In their first meeting since they got word that city budget cuts hit Director Bill Greaves and wiped out their council, members of the city's Advisory Council on LGBT Issues sat down Oct. 19 to discuss their options and formulate a response.
"We can go down fighting," said Gary Chichester, a council member, who arrived prepared with a document laying out opposition to the changes.
Members expressed frustration that they had not been consulted about the changes and what they called a lack of transparency surrounding how and why they were made.
Last week, Greaves notified the council in an email that his position was cut.
In addition to Greaves' departure, the city's eight advisory councils were repackaged into just three, among them one on gender and sexuality that will replace the LGBT and women's council.

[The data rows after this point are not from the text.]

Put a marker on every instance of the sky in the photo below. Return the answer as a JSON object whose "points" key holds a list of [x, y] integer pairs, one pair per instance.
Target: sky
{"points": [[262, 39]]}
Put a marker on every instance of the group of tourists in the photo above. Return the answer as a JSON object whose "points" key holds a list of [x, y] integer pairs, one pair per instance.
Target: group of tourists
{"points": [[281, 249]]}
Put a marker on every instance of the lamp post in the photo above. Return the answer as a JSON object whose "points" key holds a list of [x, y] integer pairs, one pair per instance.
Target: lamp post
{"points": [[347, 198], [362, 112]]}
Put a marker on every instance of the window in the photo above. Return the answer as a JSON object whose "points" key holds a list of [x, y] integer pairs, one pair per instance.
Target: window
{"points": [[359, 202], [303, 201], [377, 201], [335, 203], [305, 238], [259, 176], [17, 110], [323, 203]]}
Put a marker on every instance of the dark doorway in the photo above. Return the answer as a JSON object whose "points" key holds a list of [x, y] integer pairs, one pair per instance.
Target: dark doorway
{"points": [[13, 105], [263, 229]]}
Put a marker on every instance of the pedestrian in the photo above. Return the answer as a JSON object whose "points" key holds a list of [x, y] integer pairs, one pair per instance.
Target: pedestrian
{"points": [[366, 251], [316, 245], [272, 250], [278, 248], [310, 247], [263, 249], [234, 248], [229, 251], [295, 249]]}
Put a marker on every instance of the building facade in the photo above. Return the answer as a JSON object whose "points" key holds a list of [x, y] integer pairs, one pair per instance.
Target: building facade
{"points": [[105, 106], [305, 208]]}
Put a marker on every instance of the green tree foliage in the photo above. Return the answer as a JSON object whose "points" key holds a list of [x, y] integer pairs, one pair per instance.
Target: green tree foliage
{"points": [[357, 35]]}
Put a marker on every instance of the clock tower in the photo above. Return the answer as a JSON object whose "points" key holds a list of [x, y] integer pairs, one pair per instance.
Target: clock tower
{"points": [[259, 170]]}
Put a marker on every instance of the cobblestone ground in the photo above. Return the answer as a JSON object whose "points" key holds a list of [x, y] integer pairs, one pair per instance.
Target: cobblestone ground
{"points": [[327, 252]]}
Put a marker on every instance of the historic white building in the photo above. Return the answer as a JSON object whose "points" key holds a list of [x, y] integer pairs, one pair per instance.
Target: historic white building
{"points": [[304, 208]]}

The other two proposed councils are one on veterans' affairs (already a council) and another called "Equity" that combines the councils on African, Arab, Asian and Latino affairs.
"This was announced by the commissioner as a done deal," said Council Chair Beth Kelly, who met with Mona Noriega, commissioner of the Department of Human Relations, earlier in the day and reported little clarity on the meaning of such changes.
Council members wondered aloud why they were not consulted, where the changes were coming from and what the re-organization would mean for those sitting at the table.
Kelly said she asked Noriega what would happen to current council members.
According to Kelly, Noriega said verbatim, "I have been asking that question, and I don't have an answer."
Council members pressed Greaves for additional information. Greaves, who has been private about his reaction to the changes, remained quiet throughout most of the meeting, however.
Council member Gary Chichester said he found it "offensive" that words "lesbian," "gay," "bisexual" and "transgender" had been removed from the council names.
Others worried that three councils could not adequately respond to the needs of the entire city.
According to Kelly, new city ordinances will need to be drafted to account for the changes. However, she said, commissioners will have no input in writing them.
"This reorganization is a very top-down decision," Kelly said.
What the changes mean for the current council remain unclear, and Greaves has declined to comment on record about the changes to Windy City Times.
The news comes at a sensitive time for the council, which has been grappling with a loss of city funding and support for its Gay and Lesbian Hall of Fame a few months before the annual induction ceremony.
That induction will take place Wed., Nov. 9, at the Chicago History Museum.
Mayor Daley handed out Hall of Fame awards in past years, but organizers say that Mayor Emanuel has given no indication if he will present the awards. According to council members, the mayor said he will attend the event.
Former Illinois Sen. Dawn Clark Netsch has agreed to hand out the awards. Lesbian icon Rosie O'Donnell was also asked and offered her support for future events, although she will be taping her show that night, Chichester said.
Among other unanswered questions remaining is what will happen to the decades of city-owned records from the council. According to Greaves, the city has nearly four full filing cabinets of materials on everything from council meeting minutes to historical records of the Hall of Fame. Greaves said the documents are well-organized and in good condition.
Council member Bill Kelley said he wants to preserve the historical record of the council for the community, possibly to be entrusted to the Gerber/ Hart Library.
However, council members are not yet ready to throw in the towel. The group has agreed to fight the proposed changes. They will distribute Chichester's letter against the changes throughout the community and the City Council.
"It's not just a done deal," said Chichester. "So we can still make noise."
"For me, this is not about being antagonistic or feeling that something is being taken away from us," said Kevin Smith, a council member. "This is about making sure there still a strong presence of LGBT issues and women and the others as well."
The council will meet in December, even though it had taken that month off in past years. If the budget proposal goes through as is, the council has just two meetings left.
The council will take a commemorative picture in December. Kelly said she would personally see it to it that the pictures were printed and handed out to members.
Silent about how the changes will affect him was Greaves, who ate dinner at the meeting and whose reputation in the 11 years he has held the job has become that of a person who never takes a day off.